May you please clarify why this is working now ? Also, now can I safely use ds_inflow in variational problems by coding a boundary part of the functional F = \langle \cdots \rangle_{\partial \Omega_{\rm inflow}} as
F = [...] * ds_inflow?

Could you please specify what about that mesh generation code you dont understand?
If we look at the relevant code:

gmsh.initialize()

L = 2.2
H = 0.41
c_x = c_y = 0.2
r = 0.05
gdim = 2
mesh_comm = MPI.COMM_WORLD
model_rank = 0
if mesh_comm.rank == model_rank:
    rectangle = gmsh.model.occ.addRectangle(0, 0, 0, L, H, tag=1)
    obstacle = gmsh.model.occ.addDisk(c_x, c_y, 0, r, r)
    fluid = gmsh.model.occ.cut([(gdim, rectangle)], [(gdim, obstacle)])
    gmsh.model.occ.synchronize()
    volumes = gmsh.model.getEntities(dim=gdim)
    assert (len(volumes) == 1)
    gmsh.model.addPhysicalGroup(volumes[0][0], [volumes[0][1]], fluid_marker)
    gmsh.model.setPhysicalName(volumes[0][0], fluid_marker, "Fluid")
inlet_marker, outlet_marker, wall_marker, obstacle_marker = 2, 3, 4, 5
inflow, outflow, walls, obstacle = [], [], [], []
if mesh_comm.rank == model_rank:
    boundaries = gmsh.model.getBoundary(volumes, oriented=False)
    for boundary in boundaries:
        center_of_mass = gmsh.model.occ.getCenterOfMass(boundary[0], boundary[1])
        if np.allclose(center_of_mass, [0, H / 2, 0]):
            inflow.append(boundary[1])
        elif np.allclose(center_of_mass, [L, H / 2, 0]):
            outflow.append(boundary[1])
        elif np.allclose(center_of_mass, [L / 2, H, 0]) or np.allclose(center_of_mass, [L / 2, 0, 0]):
            walls.append(boundary[1])
        else:
            obstacle.append(boundary[1])
    gmsh.model.addPhysicalGroup(1, walls, wall_marker)
    gmsh.model.setPhysicalName(1, wall_marker, "Walls")
    gmsh.model.addPhysicalGroup(1, inflow, inlet_marker)
    gmsh.model.setPhysicalName(1, inlet_marker, "Inlet")
    gmsh.model.addPhysicalGroup(1, outflow, outlet_marker)
    gmsh.model.setPhysicalName(1, outlet_marker, "Outlet")
    gmsh.model.addPhysicalGroup(1, obstacle, obstacle_marker)
    gmsh.model.setPhysicalName(1, obstacle_marker, "Obstacle")
    gmsh.model.mesh.generate(gdim)

This code creates a channel mesh with the relevant markers. This has nothing to do with dolfinx, and is pure Gmsh.

Sure, for example, here

gmsh.model.addPhysicalGroup(volumes[0][0], [volumes[0][1]], fluid_marker)
gmsh.model.setPhysicalName(volumes[0][0], fluid_marker, "Fluid")
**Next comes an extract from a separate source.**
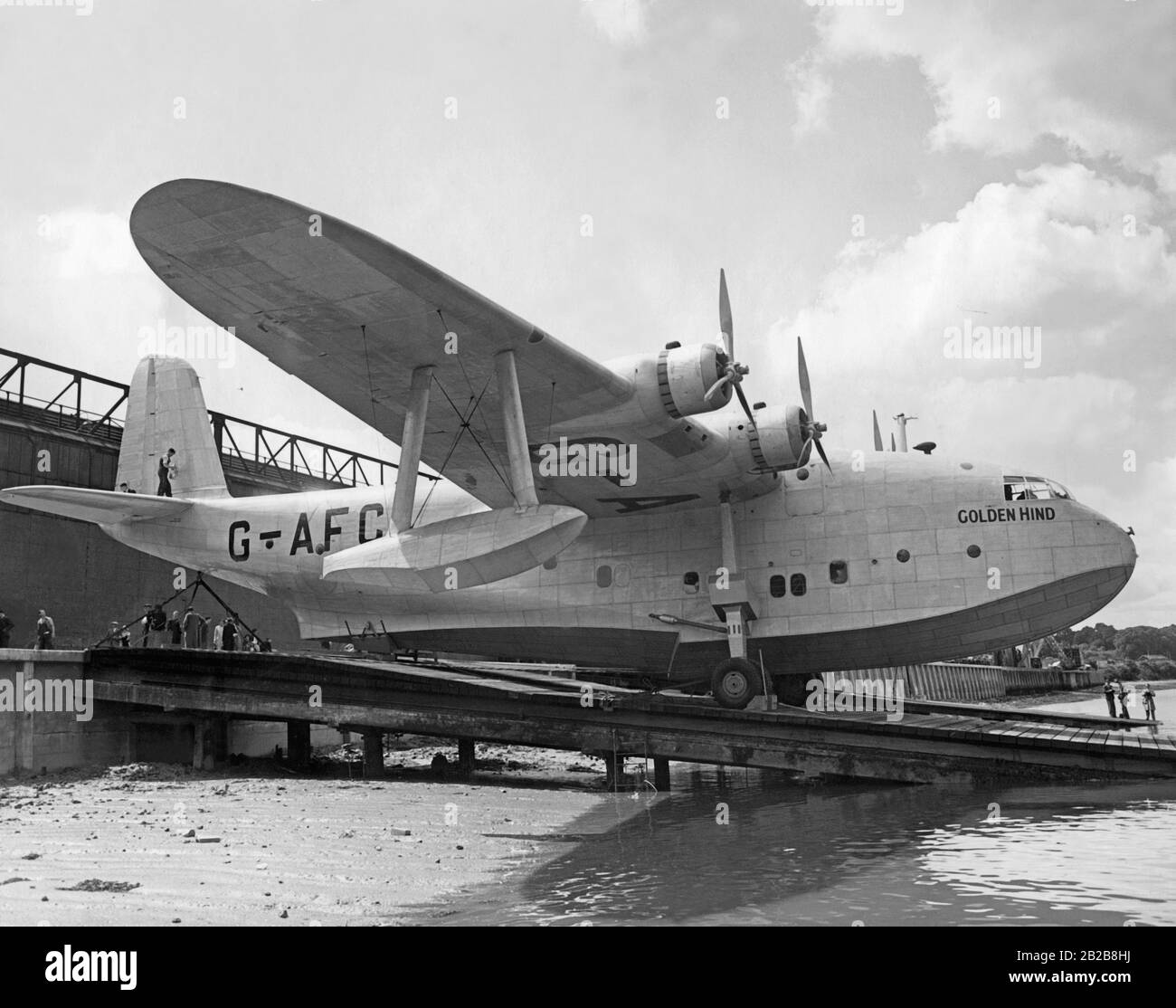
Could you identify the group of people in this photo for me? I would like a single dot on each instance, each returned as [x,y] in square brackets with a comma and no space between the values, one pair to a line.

• I don’t know what the addPhysicalGroup does
• I don’t know what volumes is
• I don’t know what the [0][0] entry (?) of volumes is
• … and plenty of other issues, both in these lines and in the other parts of the cited code.

There is only one volume in the mesh. You can verify this by printing volumes when running the code.
What I do is that I add a physical group for the volume/surface that we should mesh, to ensure that it is meshed properly by gmsh.
Each entry in volume is a tuple (dim_of_entity, tag), where one in 2D has (2, tag) for a cell.
Next we want to create a physical group for that tag, which we give the value fluid marker.

is optional to give it a string in the GMSH GUI.

Please note that these are pure gmsh functions, which can easily be looked up in the gmsh documentation.